---
title: Samples Per Acquisition Method
cdt: 2024-09-06T12:23:02
description: "An obervation of the number of samples, detection types, etc. over the acquision methods"
project: "dataset_EDA"
---

## Prepare All Metadata

In [None]:
import duckdb as db
import polars as pl

db_path = "/Users/jonathan/mres_thesis/wine_analysis_hplc_uv/wines.db"

con = db.connect(db_path)


In [None]:
columns = con.sql(
    """
    select
        table_name,
        column_name
    FROM
        information_schema.columns
    WHERE
        table_name = 'c_chemstation_metadata'
    OR
        table_name = 'chromatogram_spectra_long'
    OR
        table_name = 'c_sample_tracker'
    """
).pl()
columns.head()


In [None]:

for x in columns.filter(pl.col('table_name').eq('c_sample_tracker')).get_column('column_name').to_list():
    print(f"{x},")


In [None]:
mta_st = con.sql(
    """
    SELECT
        mta.path,
        mta.ch_samplecode,
        mta.acq_date,
        mta.acq_method,
        mta.unit,
        mta.signal,
        mta.vendor,
        mta.inj_vol,
        mta.seq_name,
        mta.seq_desc,
        mta.id,
        mta.desc,
        mta.join_samplecode,
        st.detection,
        st.sampler,
        st.samplecode,
        st.vintage,
        st.name,
        st.open_date,
        st.sampled_date,
        st.added_to_cellartracker,
        st.notes,
        st.size,
        st.ct_wine_name
    FROM
        c_chemstation_metadata mta
    JOIN
        c_sample_tracker st
    ON
        mta.join_samplecode = st.samplecode
    ORDER BY
        mta.acq_date
    """
)
mta_st.pl().head()


Now we can do some descriptive stats!


## Samples and Detection Type Per Method


In [None]:
con.sql(
    """
    SELECT
    dense_rank() OVER (ORDER BY first_acq_date ASC) as rank,
    *
    FROM
        (select
            first(acq_date) as first_acq_date,
            last(acq_date) as last_acq_date,
            acq_method,
            detection,
            count(id),

        from
            mta_st
        GROUP BY ALL
        ORDER BY
            last_acq_date desc)
    

    """
).pl()


As we can see there are 5 distinct methods.
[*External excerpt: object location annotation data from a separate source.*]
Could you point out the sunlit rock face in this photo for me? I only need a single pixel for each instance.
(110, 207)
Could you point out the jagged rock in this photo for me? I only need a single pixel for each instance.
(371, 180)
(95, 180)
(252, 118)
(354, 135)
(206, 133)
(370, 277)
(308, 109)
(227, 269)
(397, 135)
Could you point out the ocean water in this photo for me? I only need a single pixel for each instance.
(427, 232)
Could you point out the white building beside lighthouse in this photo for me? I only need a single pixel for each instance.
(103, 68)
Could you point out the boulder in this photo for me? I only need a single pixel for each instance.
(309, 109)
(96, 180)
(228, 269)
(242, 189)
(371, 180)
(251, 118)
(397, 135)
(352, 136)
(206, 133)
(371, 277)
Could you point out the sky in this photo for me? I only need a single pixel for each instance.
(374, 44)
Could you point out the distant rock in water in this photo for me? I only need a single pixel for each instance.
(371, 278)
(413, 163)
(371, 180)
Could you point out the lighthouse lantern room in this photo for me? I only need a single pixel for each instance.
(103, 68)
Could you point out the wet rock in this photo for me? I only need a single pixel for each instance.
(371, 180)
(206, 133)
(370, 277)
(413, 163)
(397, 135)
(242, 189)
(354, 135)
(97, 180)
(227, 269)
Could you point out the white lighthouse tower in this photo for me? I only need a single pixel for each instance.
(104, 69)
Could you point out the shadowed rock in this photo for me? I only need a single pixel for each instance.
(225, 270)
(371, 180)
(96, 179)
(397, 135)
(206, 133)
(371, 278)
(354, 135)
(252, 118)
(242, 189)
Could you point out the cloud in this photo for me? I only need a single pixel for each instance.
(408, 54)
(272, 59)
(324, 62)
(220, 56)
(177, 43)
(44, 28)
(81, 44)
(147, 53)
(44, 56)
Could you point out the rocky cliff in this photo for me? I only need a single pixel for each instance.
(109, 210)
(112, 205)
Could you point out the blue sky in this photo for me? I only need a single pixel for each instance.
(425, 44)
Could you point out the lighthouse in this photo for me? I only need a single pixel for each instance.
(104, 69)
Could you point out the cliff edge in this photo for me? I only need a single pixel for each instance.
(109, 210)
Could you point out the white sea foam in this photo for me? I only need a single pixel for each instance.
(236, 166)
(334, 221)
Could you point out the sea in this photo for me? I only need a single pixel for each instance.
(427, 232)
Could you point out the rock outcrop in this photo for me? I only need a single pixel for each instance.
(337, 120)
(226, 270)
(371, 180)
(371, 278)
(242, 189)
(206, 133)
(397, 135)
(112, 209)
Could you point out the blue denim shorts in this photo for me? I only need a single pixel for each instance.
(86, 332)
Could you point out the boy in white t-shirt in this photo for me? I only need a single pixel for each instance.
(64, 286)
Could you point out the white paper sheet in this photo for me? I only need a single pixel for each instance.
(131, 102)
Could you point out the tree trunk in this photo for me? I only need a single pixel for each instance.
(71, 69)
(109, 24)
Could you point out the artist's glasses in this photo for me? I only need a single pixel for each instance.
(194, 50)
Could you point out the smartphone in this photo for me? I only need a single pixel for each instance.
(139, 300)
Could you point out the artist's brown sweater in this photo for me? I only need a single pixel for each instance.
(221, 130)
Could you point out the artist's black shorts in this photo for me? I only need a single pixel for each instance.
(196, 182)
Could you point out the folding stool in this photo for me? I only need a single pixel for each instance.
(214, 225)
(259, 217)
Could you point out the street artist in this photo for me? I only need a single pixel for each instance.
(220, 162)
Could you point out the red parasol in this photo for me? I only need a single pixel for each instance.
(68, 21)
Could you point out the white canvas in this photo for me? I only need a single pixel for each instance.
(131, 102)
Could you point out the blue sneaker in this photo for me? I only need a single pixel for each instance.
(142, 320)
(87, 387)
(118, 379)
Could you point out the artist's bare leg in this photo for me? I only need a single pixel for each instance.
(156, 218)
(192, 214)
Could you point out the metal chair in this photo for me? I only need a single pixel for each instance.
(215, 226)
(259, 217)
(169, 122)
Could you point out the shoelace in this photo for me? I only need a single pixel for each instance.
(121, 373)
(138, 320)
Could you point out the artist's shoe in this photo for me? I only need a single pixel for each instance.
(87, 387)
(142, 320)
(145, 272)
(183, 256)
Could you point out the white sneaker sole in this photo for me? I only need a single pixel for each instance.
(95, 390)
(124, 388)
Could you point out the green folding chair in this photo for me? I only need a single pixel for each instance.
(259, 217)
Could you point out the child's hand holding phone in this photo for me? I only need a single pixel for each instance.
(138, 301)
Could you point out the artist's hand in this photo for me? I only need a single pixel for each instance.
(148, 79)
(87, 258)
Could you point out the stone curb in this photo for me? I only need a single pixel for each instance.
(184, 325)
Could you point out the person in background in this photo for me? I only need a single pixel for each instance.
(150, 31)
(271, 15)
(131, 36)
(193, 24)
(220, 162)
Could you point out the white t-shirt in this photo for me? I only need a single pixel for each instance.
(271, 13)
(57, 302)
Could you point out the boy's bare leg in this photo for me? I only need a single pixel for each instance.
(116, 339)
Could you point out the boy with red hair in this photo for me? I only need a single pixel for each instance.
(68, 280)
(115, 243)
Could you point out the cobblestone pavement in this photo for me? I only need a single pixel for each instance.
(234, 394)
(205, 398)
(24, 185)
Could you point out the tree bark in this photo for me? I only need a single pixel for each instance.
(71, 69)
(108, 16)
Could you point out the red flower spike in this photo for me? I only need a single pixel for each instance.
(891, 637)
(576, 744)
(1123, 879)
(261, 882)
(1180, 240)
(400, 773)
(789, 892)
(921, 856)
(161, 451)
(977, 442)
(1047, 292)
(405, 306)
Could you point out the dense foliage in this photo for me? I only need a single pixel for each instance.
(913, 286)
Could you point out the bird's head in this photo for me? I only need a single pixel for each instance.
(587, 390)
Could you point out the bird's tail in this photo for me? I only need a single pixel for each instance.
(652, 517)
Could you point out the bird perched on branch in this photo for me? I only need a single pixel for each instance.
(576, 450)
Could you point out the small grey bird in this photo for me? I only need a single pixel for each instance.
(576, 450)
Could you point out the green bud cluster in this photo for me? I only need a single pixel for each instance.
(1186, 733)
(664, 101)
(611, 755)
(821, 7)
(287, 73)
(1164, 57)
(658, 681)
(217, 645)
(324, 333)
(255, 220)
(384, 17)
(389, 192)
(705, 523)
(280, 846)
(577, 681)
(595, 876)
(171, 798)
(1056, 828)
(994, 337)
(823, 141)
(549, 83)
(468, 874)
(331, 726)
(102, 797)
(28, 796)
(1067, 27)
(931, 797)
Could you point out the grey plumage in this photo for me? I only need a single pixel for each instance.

All "avantor" methods were performed on a 100 x 4.6 mm, C18 column with a H:20:MeOH mobile phase. Ordered by last date of use:

1. "avantor100x4_6c18-h2o-meoh-2_1.m": 30 samples.
2. "avantor100x4_6c18-h2o-meoh-2_5.m"L 67 samples.
3. "avantor100x4_6c18-h2o-meoh-2_5_44-mins.m": 6 samples.
4. "halo150x4_6c18-h2o-meoh-2_1.m": 1 sample.
5. "0_cuprac_3_16_40-mins-4min100%hold.m": 71 samples.

So luckily it appears that all of the CUPRAC samples were performed on the same method. So that dataset should be consistent. The raw is more concerning.